HDLは,①動脈硬化巣を含めた末梢細胞由来や,②食事性および内因性のトリグリセリド(TG)の多いリポ蛋白(キロミクロンとVLDL)の水解により生じた余分なCHOL,リン脂質を受け取る.LCAT活性を介してCHOLのエステル化に伴い,HDL3からHDL2への粒子サイズの増大が認められる.
胆汁酸は肝細胞においてコレステロールより生成される.一次胆汁酸であるコール酸(CA),ケノデオキシコール酸(CDCA)と,これらが腸内細菌によって脱水酸化されて生ずる二次胆汁酸であるデオキシコール酸(DCA),リトコール酸(LCA)があり,さらにウルソデオキシコール酸(UDCA)が存在する.これら5種類の胆汁酸には,おのおの遊離型,グリシン抱含型,タウリン抱合型の3型が存在するため,合計15分画の胆汁酸抱合体分画に分けられる.胆汁酸は十二指腸に分泌後,脂肪の消化吸収に重要な役割を果たし,回腸末端から再吸収され門脈を経て肝に至り,腸肝循環を繰り返している.そのため,胆汁酸は健常者の血中に微量存在するが,肝での輸送障害・胆汁うっ滞などに際し腸肝循環が破綻するとき,血中に増加する.
pH,PaCO2,PaO2,SaO2,HCO3-,baseexcess(BE)は,血液ガス検査と呼ばれ,バイタルサインをみるための基本的検査であり緊急検査として頻用される.
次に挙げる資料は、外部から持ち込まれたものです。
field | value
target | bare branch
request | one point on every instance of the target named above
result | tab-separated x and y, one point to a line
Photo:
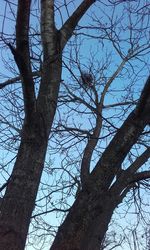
69	26
22	55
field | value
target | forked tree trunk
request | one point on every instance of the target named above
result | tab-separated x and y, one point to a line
20	195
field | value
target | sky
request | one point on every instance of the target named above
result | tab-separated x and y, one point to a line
88	46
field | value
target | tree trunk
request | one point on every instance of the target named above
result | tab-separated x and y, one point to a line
87	222
19	200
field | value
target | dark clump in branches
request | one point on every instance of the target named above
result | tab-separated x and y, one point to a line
86	79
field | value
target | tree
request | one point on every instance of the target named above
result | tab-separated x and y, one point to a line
99	184
39	114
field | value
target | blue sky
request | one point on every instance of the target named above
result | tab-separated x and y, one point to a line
100	48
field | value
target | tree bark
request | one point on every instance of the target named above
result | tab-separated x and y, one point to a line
18	203
87	221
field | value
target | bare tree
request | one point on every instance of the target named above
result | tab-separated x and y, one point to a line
19	199
103	152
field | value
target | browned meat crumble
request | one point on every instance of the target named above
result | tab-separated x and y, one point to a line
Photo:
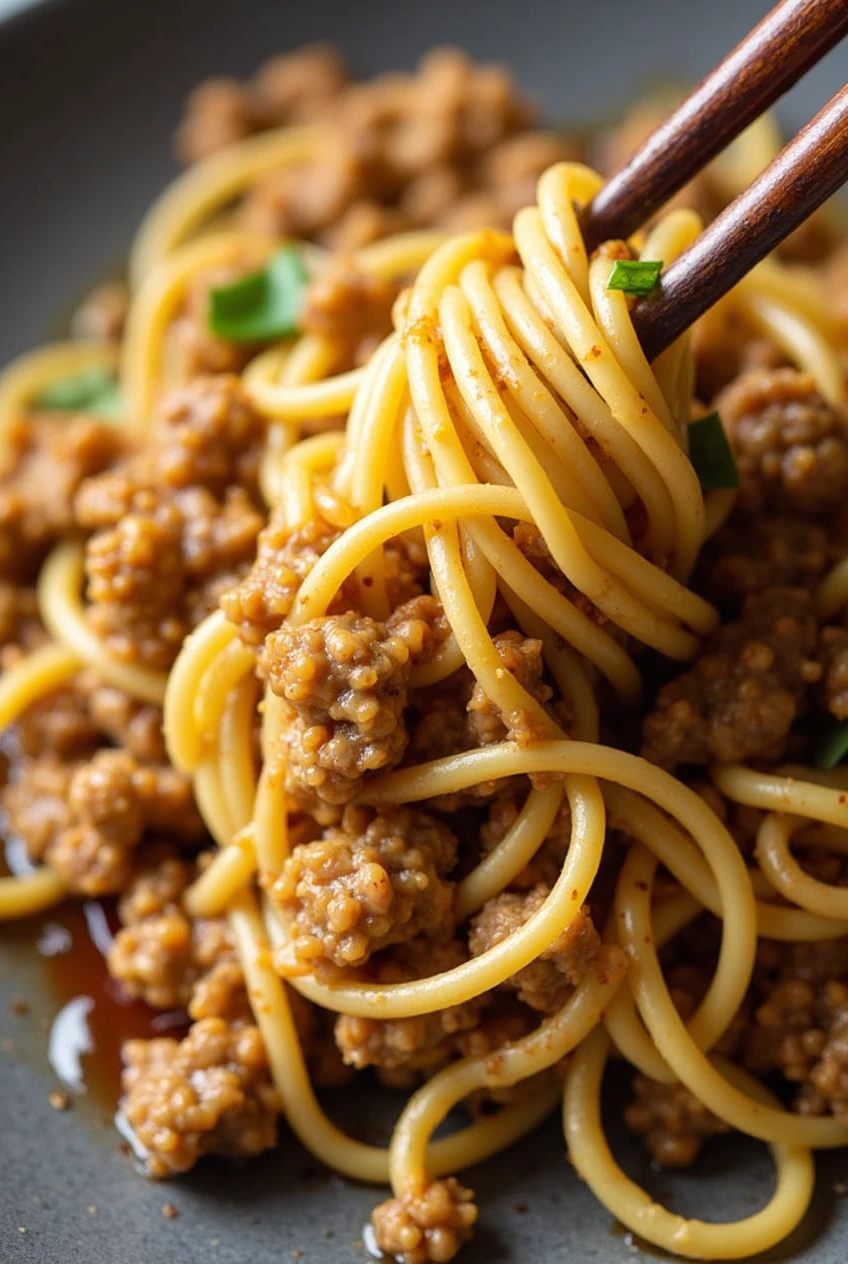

臨床的意義は,呼吸・循環機能,末梢でのガス交換,細胞代謝,酸塩基平衡の評価を行うことにある(図1).したがって,呼吸器,循環器,腎臓などの臓器障害のほか,血流やヘモグロビン,重炭酸緩衝系などの血液成分の変化でも異常値を呈する.このように血液ガスには種々の因子が絡み合っているが,検査データの判読には,ガス交換をみる呼吸.循環系と酸塩基平衡に分けると病態を把握しやすい(表1).前者の評価はPaCO2,PaO2,SaO2,後者の評価はpH,PaCO2,HCO3-,BEで行う.